The old-school sales people had the talent of bringing the FUTURE (beautifully wrapped and with a specially adapted price) directly at your door. They had a strong pursuit and a tough way of achieving the results, but here they were with a revolutionary vacuum cleaner, back from the future, standing right on your porch and filling your ears with glimpses of what technology may become an year from now on. And you must take part to this great transformation by buying NOW a... vacuum cleaner? They comfortably delivered the FUTURE-IN-A-PACK product, but let you enjoy the PRESENT in peace and even with a little upgrade.

Now the PRODUCT is the FUTURE. We have to promote it as a sure gateway to the FUTURE. We have to tell the people how will they feel after using the product in the FUTURE. Sometimes marketing feels like a palm-reading mumbo jumbo circus science, despite the fact that the PRODUCT eventually will achieve fame.

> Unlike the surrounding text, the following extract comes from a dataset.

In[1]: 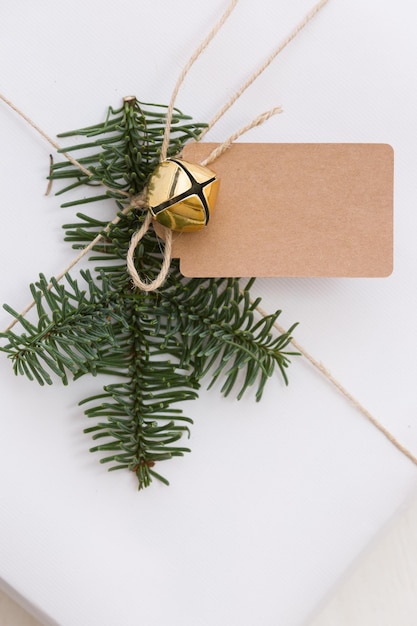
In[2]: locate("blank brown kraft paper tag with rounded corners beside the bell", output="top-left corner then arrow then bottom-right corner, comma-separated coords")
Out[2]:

In the FUTURE of course, and if the FUTURE advanced technologies will render it obsolete.

So my thoughts are: focus on the PRESENT, prepare for the FUTURE then wait for it to come. Don't rush and make others do the same because all of you may fall into an "probable" deep pit along with your products and your strategies.

The Wolf.

1 comment:

  1. Yeap. You got it right. I feel your words because my father was an old-school salesman and this speedcourse toward the future determined him to quit. Then he followed the decline of some of the products that he succesfully sold back in the days. They simply died in the "tomorrow" scale of the future, never seing the "following years" future the marketers were preparing for there products.